Your Tax Money at Work


I flew into small-town America last week – a city with an airport and that airport had a single gate.  The first thing I learned was that United didn’t staff the airport with enough people to keep the front desk open while they were unloading the plane.  When I left, they closed down the counter to go load the plane.  Not so with the Transportation Security Administration (TSA).  It made clear the difference between how the government and a business differ in operation.  

After I arrived and failed to locate my suitcase I returned to the counter.  It wasn’t open.  All the United people were out getting the plane turned around.  However all the TSA people were there – four of them to screen the dozen or so people who got on the plane that I had arrived on.  I asked the TSA quartette “Did you guys out- number the passengers?”  I don’t think they thought it was funny.  I regretted that immediately as I had to run the same TSA gauntlet in a couple of days. 

When I returned to the airport the following morning there were two United employees who returned my errant suitcase.  There were four TSA employees. 

When I returned a few days later to leave – same scenario – two United workers and four TSA screeners for twelve passengers.

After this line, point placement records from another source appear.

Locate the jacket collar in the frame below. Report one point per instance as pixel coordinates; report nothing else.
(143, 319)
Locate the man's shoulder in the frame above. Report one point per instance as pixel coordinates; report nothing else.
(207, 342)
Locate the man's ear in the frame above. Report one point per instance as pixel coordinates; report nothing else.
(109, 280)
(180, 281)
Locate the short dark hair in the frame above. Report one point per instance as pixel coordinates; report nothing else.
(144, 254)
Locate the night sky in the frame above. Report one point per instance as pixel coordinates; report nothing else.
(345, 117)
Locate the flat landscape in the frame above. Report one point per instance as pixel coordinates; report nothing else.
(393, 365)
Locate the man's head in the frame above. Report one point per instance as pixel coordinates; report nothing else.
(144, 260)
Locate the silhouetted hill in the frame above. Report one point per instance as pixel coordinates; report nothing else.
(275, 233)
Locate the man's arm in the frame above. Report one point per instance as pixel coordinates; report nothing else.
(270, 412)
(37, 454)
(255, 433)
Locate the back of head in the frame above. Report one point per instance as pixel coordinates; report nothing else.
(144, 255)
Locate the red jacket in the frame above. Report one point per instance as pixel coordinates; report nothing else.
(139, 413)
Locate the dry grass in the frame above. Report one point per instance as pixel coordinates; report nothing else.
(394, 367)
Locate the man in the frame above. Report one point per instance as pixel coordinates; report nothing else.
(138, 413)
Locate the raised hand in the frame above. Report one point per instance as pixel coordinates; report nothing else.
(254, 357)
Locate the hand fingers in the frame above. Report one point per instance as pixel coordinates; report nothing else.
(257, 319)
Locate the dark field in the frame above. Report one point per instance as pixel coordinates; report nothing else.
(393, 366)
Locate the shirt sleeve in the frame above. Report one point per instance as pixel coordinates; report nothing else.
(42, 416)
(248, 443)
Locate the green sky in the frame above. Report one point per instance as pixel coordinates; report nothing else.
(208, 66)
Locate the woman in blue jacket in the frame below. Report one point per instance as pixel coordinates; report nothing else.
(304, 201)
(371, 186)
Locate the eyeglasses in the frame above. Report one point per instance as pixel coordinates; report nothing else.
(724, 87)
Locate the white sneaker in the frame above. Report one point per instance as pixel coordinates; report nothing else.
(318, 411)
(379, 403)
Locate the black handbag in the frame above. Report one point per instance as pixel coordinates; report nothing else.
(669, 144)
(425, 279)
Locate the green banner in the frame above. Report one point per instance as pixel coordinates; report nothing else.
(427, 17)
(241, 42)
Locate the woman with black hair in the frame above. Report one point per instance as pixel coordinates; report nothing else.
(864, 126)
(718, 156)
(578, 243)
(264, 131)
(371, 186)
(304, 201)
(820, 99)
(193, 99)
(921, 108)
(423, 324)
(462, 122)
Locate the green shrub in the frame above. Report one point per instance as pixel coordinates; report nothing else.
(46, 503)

They had all of the tools that you have at a multi-gate airport in the USA except that there was only one screening line.   How exactly does this make sense?  Now I know that once they cleared me I was cleared to go anywhere in the USA, but it does seem that if all those feeder airports around the country have the same set-up we are bleeding cash to sustain that level of security effort. 

As an aside, I saw my first enhanced pat-down at that airport.  It was embarrassing.  I was the fifth person screened and filed into the small waiting area.  All the seats were arranged in an “L” shape around the screening area.  Nearly all the seats (including mine) faced the screening area.  For no apparent reason a young woman in tight shorts and a floppy shirt was held up for enhanced pat-down.   I can tell you that it was obvious to me that she didn’t have anything in the pockets of those shorts but the TSA gal stroked her hands over her butt anyway.  I didn’t think that a blue-gloved finger thrust into the tight waistband of those shorts was going to find anything either – and I was right.  However it was cupping her breasts that utterly surprised me.  It wasn’t like getting to second base or anything, but hey – cupping a breast is cupping a breast.  I can’t imagine allowing that to be done to my mother, daughter, or wife.  I was shocked.   Hadn’t they heard of the Fourth Amendment?

I think that this security level has gone too far.  The plane that flies back and forth to an airport with one gate is too small to take down a building.  We need to back off and only screen at larger facilities.  Further we have to stop the degradation of our wives, mothers, and daughters by TSA screeners.  It is beyond absurd.